Enquanto lá fora as pessoas
deturpam seus olhos e fogem de outros olhares, ele ali em sua performance desenhava
em seu rosto a imagem de um certo alguém que me conquistava. Talvez não
soubesse a quem amar, talvez não soubesse a quem querer, Rita ou Guilherme,
tenho apenas o desejo de talvez quem sabe descobri que do mesmo olhar eu possa
sentir o mesmo beijo, mesmo que eu vá lembrar as tardes de domingo em que
sentado ali lhe observando corrigir as provas de inglês de sua turma, eu também
lembrava, será traição, como posso gostar de dois seres que vivem em um único
corpo
Sinto-me confuso e ao mesmo tempo
sensato, sinto-me entregue mas a quem?
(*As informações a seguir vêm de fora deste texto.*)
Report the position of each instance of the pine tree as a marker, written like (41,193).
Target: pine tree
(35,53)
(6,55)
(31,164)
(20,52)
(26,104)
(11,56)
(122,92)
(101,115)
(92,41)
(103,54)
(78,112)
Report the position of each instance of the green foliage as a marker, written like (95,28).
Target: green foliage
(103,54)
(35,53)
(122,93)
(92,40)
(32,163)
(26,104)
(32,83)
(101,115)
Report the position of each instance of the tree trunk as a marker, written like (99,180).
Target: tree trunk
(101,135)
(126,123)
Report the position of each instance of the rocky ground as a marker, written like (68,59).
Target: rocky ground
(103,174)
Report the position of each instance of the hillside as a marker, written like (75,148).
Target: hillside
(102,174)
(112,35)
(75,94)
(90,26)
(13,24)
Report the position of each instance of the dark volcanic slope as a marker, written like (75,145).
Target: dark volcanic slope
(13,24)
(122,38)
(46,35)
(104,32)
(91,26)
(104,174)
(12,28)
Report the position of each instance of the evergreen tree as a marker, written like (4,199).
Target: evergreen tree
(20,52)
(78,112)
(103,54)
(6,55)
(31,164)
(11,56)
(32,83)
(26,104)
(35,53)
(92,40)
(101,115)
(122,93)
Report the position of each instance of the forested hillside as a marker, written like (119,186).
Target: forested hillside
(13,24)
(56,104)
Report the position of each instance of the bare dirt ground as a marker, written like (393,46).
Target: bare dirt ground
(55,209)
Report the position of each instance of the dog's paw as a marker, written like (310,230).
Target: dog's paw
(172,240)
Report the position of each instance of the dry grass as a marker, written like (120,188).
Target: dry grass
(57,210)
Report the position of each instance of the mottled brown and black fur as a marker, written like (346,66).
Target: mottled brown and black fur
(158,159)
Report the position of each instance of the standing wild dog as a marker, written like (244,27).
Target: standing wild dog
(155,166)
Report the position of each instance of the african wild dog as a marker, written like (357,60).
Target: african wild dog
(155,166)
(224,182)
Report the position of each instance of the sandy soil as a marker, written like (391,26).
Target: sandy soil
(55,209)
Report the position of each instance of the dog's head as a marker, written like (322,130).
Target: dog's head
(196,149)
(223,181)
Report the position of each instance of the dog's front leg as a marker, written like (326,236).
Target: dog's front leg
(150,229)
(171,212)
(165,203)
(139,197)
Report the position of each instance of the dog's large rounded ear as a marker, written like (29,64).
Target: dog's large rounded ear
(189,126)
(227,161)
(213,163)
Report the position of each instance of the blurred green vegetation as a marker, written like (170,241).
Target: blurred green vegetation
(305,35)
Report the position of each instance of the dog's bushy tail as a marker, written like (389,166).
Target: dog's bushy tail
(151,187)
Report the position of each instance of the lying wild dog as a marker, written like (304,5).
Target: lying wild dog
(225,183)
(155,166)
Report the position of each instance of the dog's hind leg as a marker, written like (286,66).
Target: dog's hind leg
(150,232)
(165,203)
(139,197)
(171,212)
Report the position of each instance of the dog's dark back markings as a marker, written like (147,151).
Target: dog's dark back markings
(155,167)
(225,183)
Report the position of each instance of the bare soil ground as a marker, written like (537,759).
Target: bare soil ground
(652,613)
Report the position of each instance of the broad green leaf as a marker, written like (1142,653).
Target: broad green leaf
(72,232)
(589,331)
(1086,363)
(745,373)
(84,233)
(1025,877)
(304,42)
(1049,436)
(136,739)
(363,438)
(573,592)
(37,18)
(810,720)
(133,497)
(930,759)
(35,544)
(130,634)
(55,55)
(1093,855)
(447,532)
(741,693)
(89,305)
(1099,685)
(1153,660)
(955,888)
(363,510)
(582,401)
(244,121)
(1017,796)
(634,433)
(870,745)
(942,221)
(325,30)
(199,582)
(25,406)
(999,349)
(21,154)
E por incrível que pareça fiquei ali
horas lhe observando fitando seus olhos como quem quer desenhar na saudade o
mesmo traço dos seus lábios, traços tão iguais da mulher que beijei, ou seria
ele? Será que estou ficando louco?
Vou quem sabe sair sem destino e
se desatino talvez eu volte correndo até você, Rita ou Guilherme? Engraçado que
ela ainda pouco havia me fitado o olhar como quem quer me conquistar sem dize
ruma palavra que não seja o silencio me dizendo “beija-me” e daquele beijo,
ouvir sua voz sem pestanejar me dizendo tantas outras verdades de quem busca
ser amado independente de outras escolhas, ou de um palhaço montado ao circo
desenhando em outras faces o sorriso que jamais conheceu.
Tenho razão em sentir saudade,
saudade de um alguém que jamais toquei, mas que o simples apertar de mão
imaginário vindo ao pensamento regozijou aquele certo alguém que escreveu este
pequeno texto como quem quer dizer : obrigado por existir Rita Von Hunty.